The strange thing is, I think the second part, the unlearning, couldn’t happen as well or as well if it didn’t come second. You can’t just not learn something; you have to learn it first, and then unlearn it. I’m picturing some kind of biological process where a plant puts out a stem which grows to a certain point and then hardens and dries at the end, which is what makes it strong enough to support the fruit that eventually grows. The second part is the point, but you can’t really do without the first part; but the first part does have to come to die off.
These aren’t just personal anecdotes. They aren’t even just extremely common. They’re universal, by which I mean they are how God works in the universe.
Behold, if you will, the way God deals with the chosen people in the Old Testament. When we read Exodus, we may be taken aback, alarmed, even repulsed by some of the things God seems to allow or even encourage. Exodus is full of things we rightly don’t accept today: Slavery, the treatment of women and children as property, the conquering of innocent populations, and endless laws about seeming minutiae with outsized punishments for infractions.
Why is God okay with this? Why doesn’t God set them on a better, more enlightened path, and give them higher ideals? Why doesn’t He tell them that all slavery is wrong, that all races are equal in God’s eyes, that women have equal dignity with men, and you can’t just go around slaughtering people just because you want their land, and so on?
The answer is: Because first they have to learn the first thing, before they can learn the next. That is how people do it. What God commanded of the Israelites in the desert seems backward and barbaric to us today, but it was so much more restrained and enlightened and just than what they were used to, and what other, surrounding cultures at the time were accustomed to. It really was several steps up. It was a lot to ask. It was a whole new lesson, something they had to learn. It wasn’t the absolute best, but it was better.
This is how it goes. You really can’t just skip ahead. If you vault over the intermediary lessons, you won’t have the necessary internal substructure built up to support what comes next. It is true in individual lives, and it’s true for God’s chosen people over the course of millennia. That is how people are. All people.
It’s still happening, by the way. Please do not fall for the naive little vanity that we’ve reached some kind of summit of morality today in the 21st century. There are some things we grasp better than people did two thousand years ago, but there are things that we, as a people, take for granted now, that people in a thousand years will look at in horror and revulsion, and will wonder how we could possibly have gone around acting like that and still thinking of ourselves as Christian. They will, perhaps, wonder why God allowed us to stumble along in such a childish, impoverished understanding of what he wants from us.

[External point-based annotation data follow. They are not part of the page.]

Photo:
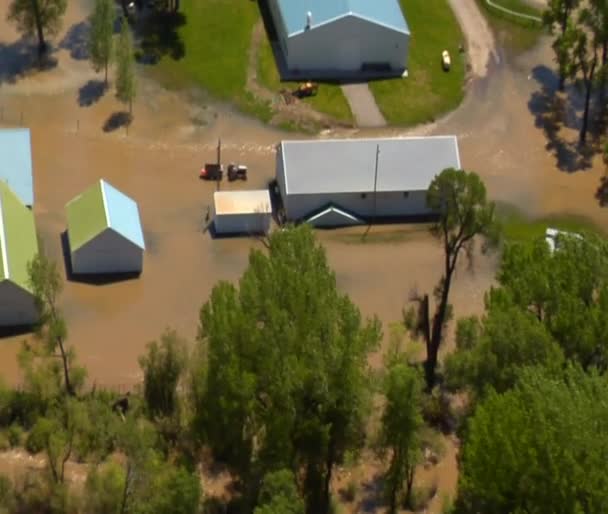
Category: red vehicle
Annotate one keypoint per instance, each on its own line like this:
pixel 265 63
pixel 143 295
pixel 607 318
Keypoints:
pixel 211 172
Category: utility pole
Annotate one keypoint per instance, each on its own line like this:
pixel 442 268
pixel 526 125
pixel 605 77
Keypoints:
pixel 376 181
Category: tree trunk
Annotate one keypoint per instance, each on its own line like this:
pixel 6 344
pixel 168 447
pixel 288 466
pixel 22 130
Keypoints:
pixel 39 31
pixel 329 466
pixel 432 349
pixel 409 483
pixel 66 372
pixel 584 127
pixel 564 26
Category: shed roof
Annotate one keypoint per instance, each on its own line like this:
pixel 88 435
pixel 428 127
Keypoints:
pixel 348 165
pixel 242 202
pixel 382 12
pixel 18 242
pixel 16 163
pixel 100 207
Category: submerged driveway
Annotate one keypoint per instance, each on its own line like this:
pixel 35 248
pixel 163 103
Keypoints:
pixel 363 105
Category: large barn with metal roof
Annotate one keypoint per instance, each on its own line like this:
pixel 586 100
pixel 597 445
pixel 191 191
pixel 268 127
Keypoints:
pixel 18 247
pixel 336 38
pixel 104 232
pixel 337 182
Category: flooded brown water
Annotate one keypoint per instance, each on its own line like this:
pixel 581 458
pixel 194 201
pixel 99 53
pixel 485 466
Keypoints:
pixel 157 164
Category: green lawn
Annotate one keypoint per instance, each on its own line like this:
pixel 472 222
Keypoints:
pixel 428 92
pixel 518 227
pixel 515 34
pixel 216 36
pixel 329 99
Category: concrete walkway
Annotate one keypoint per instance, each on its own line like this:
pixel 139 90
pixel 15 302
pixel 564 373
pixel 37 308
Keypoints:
pixel 363 105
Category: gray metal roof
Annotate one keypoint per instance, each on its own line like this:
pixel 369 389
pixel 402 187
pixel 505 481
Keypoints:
pixel 348 165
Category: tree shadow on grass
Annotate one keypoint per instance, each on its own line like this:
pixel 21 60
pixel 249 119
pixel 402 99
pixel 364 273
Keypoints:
pixel 91 92
pixel 76 40
pixel 20 59
pixel 158 32
pixel 116 121
pixel 552 113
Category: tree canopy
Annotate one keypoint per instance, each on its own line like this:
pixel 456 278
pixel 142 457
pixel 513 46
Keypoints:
pixel 38 17
pixel 463 215
pixel 538 448
pixel 101 36
pixel 286 378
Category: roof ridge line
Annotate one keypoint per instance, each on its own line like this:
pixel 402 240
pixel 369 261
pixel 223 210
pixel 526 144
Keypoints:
pixel 5 267
pixel 105 203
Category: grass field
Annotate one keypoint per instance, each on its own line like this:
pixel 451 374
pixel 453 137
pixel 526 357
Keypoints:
pixel 216 37
pixel 329 99
pixel 518 227
pixel 428 92
pixel 516 34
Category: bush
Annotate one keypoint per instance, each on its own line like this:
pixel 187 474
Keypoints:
pixel 7 495
pixel 420 497
pixel 15 435
pixel 349 493
pixel 36 439
pixel 4 441
pixel 436 411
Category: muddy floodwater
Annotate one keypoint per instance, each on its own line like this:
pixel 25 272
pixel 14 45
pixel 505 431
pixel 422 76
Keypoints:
pixel 76 140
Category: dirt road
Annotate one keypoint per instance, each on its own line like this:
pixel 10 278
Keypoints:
pixel 480 39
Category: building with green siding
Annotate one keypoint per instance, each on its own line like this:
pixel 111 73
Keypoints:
pixel 18 246
pixel 104 232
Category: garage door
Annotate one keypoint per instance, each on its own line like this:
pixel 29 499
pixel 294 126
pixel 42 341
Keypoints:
pixel 349 54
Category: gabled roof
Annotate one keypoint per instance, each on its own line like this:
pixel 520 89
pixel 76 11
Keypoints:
pixel 326 166
pixel 16 163
pixel 18 242
pixel 242 202
pixel 99 208
pixel 333 216
pixel 382 12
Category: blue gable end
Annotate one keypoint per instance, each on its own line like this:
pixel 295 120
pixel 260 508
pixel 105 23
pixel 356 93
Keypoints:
pixel 123 215
pixel 383 12
pixel 16 163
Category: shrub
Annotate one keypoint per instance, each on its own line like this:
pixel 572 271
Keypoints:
pixel 15 435
pixel 36 439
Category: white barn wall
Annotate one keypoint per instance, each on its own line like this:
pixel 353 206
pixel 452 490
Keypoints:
pixel 17 306
pixel 345 44
pixel 388 204
pixel 108 253
pixel 250 223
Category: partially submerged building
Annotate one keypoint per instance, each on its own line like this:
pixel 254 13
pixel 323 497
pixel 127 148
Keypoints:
pixel 242 212
pixel 18 247
pixel 350 181
pixel 337 38
pixel 16 163
pixel 104 232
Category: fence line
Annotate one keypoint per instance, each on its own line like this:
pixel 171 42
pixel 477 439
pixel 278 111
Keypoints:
pixel 514 13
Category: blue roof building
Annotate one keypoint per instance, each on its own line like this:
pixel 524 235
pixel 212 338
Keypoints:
pixel 16 163
pixel 104 232
pixel 341 38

And the answer will be, as it has always been: This is what people are like. We’re not leapers and bounders. We’re step-by-steppers, and God stays patiently with us, step by step. God works with who we are at the time. He teaches us the lesson we need right now, not the one we will eventually need to learn someday, long after we’ve thoroughly learned and then unlearned this one. If we want to follow God, we have to expect to be always learning, and always unlearning, because there is always going to be more to learn. In this world, it is a process that is often baffling and unpleasant. In the next, I believe it will be a pure joy.